The period bell clattered and no one stirred. The radiator hummed. Minutes passed. Or maybe it was just a couple of centuries.

‘Well, are you going?’ Craig yelled, crouched over awkwardly. ‘Or do you lot plan to stay in here all weekend? It could be fucking arranged, you know.’

I cornered my mother in the scullery that night.
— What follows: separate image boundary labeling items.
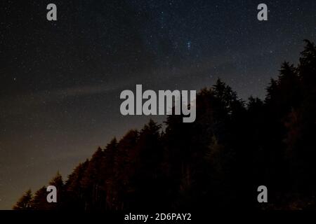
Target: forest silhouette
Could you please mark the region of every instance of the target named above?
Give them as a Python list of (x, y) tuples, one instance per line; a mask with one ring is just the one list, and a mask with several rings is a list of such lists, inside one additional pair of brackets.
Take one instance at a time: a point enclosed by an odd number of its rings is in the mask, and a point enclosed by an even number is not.
[[(198, 93), (195, 122), (169, 115), (162, 130), (151, 120), (98, 148), (65, 181), (58, 173), (49, 183), (58, 203), (43, 186), (13, 209), (315, 209), (316, 47), (305, 42), (264, 100), (244, 102), (218, 79)], [(268, 203), (257, 201), (261, 185)]]

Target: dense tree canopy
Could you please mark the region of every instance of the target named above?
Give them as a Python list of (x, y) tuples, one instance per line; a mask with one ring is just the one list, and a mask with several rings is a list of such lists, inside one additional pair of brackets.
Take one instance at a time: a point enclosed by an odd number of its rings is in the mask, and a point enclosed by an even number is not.
[[(197, 97), (197, 119), (169, 115), (113, 139), (64, 183), (28, 190), (14, 209), (316, 209), (316, 48), (305, 41), (297, 66), (284, 62), (263, 101), (246, 102), (221, 80)], [(268, 205), (256, 189), (269, 189)]]

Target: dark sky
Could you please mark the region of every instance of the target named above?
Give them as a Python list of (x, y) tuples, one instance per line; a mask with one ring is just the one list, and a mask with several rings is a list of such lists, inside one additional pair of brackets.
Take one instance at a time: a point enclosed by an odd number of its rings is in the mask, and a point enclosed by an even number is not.
[(263, 98), (315, 34), (315, 0), (1, 0), (0, 209), (141, 127), (149, 118), (121, 115), (122, 90), (199, 90), (220, 77)]

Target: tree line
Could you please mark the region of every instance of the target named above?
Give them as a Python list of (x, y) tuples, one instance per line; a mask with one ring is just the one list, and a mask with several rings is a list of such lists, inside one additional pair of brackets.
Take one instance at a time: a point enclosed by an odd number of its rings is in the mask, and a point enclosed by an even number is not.
[[(263, 100), (247, 102), (218, 79), (197, 96), (195, 122), (150, 120), (79, 164), (64, 181), (27, 190), (14, 209), (117, 211), (316, 209), (316, 47), (282, 64)], [(268, 189), (258, 204), (258, 186)], [(157, 210), (155, 210), (157, 211)]]

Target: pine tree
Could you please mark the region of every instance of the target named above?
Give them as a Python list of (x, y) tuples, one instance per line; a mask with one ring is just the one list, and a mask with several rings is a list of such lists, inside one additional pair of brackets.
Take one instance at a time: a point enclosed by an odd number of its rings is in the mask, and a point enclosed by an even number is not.
[(32, 194), (31, 189), (27, 190), (25, 193), (21, 197), (21, 198), (18, 201), (16, 204), (13, 206), (14, 210), (31, 210), (32, 207), (32, 200), (33, 196)]

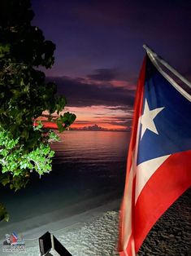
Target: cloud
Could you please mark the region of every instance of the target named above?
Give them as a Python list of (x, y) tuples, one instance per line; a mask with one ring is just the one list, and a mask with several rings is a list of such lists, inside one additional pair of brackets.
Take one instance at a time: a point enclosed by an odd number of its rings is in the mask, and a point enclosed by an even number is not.
[(82, 130), (106, 130), (107, 129), (98, 126), (98, 125), (95, 124), (95, 125), (90, 126), (85, 126), (82, 128)]
[(112, 81), (118, 77), (118, 72), (114, 68), (98, 68), (95, 69), (93, 74), (87, 76), (92, 80), (98, 81)]
[(48, 77), (47, 80), (57, 83), (58, 93), (66, 96), (67, 106), (132, 106), (133, 104), (135, 91), (132, 88), (114, 86), (104, 81), (102, 84), (88, 83), (80, 78), (68, 77)]

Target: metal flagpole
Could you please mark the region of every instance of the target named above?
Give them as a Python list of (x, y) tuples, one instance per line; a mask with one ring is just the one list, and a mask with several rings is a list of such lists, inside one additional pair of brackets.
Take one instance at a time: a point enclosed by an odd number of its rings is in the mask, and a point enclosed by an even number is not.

‘Were you ever belted at school?’ I asked.

‘Ah cannae believe they still let them do that.’

‘So you were?’

She stood by the churning Whirlpool, thinking back to the day. She held a little raveled ball of white socks in each hand. The old man’s white vests hung drying on the pulley overhead. When she spoke, it was staccato.

‘Definitely twice. Mibbe more. Wan time involved a snowba’. Ah remember sumthin’aboot a snowba’. Beatin’ Beaton did a big line of us. It really stung. They never drew it hard wi’ girls though. Usually went easier. This wid be primary school.’

‘That’s horrible,’ I said.

‘Ah remember auld Mrs McIntosh didnae use it. She used tae pick us up by the hair and swing us aroon the classroom instead.’ My mother smiled curiously at the recollection. ‘Ah’ve niver forgot that auld wumman. Sometimes ah dream aboot her. Aye, ah remember the boys used tae rank teachers on how they drew the belt.’

‘We still do.’

‘Them human rights people’ll ban it,’ she said. ‘Ah read that in the Record. It’s worse doon South.’ Mum poured a stream of powered soap in the slot. ‘They use the birch in them public schools. Flay your rear end aff wi’ canes doon there. That’s the English fur you. That’s how come so many of them turn oot poofters.’

‘That’s way too much information,’ I said.

‘The belt’s jist anither Glesca tradition,’ she said. ‘Like Rangers and Celtic and shortbread and stickin’ the heid oan people ootside pubs.’

Then she laughed, but not the funny kind.

That was ’78 for me. There were thirty-six more weeks till the Summer holidays and already I was so much in love.